To get a sense of how The Sopranos changed television, get a pen and make a list of the 20 best TV dramas before 1999. This Mafia saga showed just how complex and involving TV storytelling could be, inspiring an explosion of ambitious dramas on cable and off. In Tony Soprano’s world, it wasn’t the Mob that kept pulling you back into old, destructive patterns; it was your family–your controlling mother, your maddening wife, your feckless kids. Meanwhile, the big-F Family drama of the declining Mafia business offered popcorn entertainment alongside the deeper insights. Some fans may have hated the series’ ending, but the fact that the show’s last moments obsessed us demonstrates that America never stopped believin’ in the power of this story.

The 2000s

SURVIVOR 2000-present

In reality TV, 90% of success is in the concept, and Survivor’s remains the master equation: isolation + cash prize + hot-weather clothing = entertainment. Still, the 10% that is execution separates the best from the rest, and Survivor remains a constantly surprising and enthralling game, both socially and physically. Even after seven years, there’s no clear single best way to win the political game: Is it better to be liked or respected, a master athlete or a master strategist? Whether or not it sheds any light on how people behave in real society, it remains the most engrossing example of how people really behave in the fake society of a high-pressure TV contest.

24 2001-present

It’s tempting to discount this show after its admittedly terrible sixth season.
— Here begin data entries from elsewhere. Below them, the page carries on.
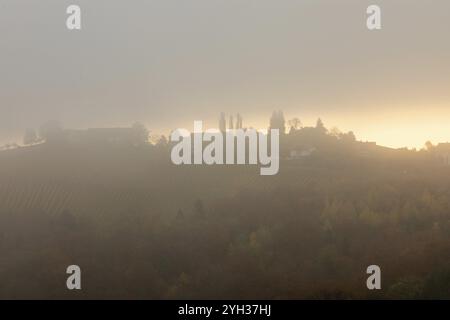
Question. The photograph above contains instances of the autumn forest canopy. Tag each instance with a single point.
(141, 227)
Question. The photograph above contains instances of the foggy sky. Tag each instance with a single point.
(167, 63)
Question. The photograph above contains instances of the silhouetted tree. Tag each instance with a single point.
(140, 133)
(51, 131)
(320, 126)
(277, 121)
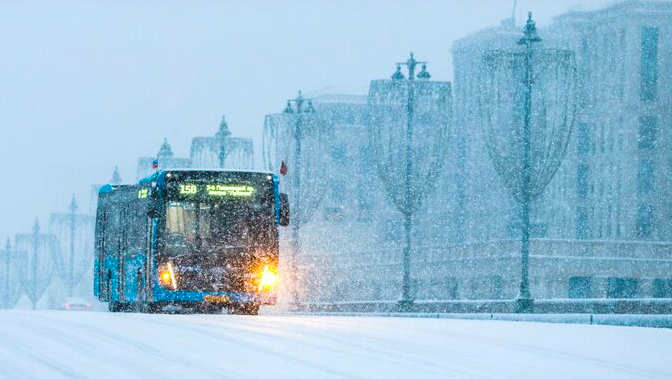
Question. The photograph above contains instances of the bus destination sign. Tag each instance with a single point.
(216, 190)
But think back to how new and bracing the format that’s now routine once was. Created before Sept. 11 and debuting just weeks after, 24 captured the country’s edgy mood, and not just because it was about terrorism. With its breathless real-time format and multiscreens, 24 reflects the same information-overload media culture that gave us the zipper and screens within screens on cable news. The computers work a little too well, the Los Angeles traffic is suspiciously light, and Jack Bauer never has to take a leak, but Kiefer Sutherland gives Jack psychological weight in the most outlandish situations, racing against a ticking clock that tolls for us.

LOST 2004-present

It’s a misnomer, actually, to call Lost one of TV’s best shows. It’s a fine show on the level of character and writing, but what makes it a classic is that it’s the finest interactive game ever to appear in your living room once a week. An elaborate fractal pattern of intersecting stories concerning plane survivors on a not-quite-deserted island, a secretive international organization and a monster made of smoke–Lost only begins with the 60 minutes you see on TV. Its mysteries, clues and literary-historical allusions demand research, repeated viewing, freeze-framing and endless online discussions. And in a medium in which executives assume that viewers will flee anything that remotely challenges them, Lost proves that millions of people will support a difficult, intelligent, even frustrating story–as long as you blow the right kind of smoke at them.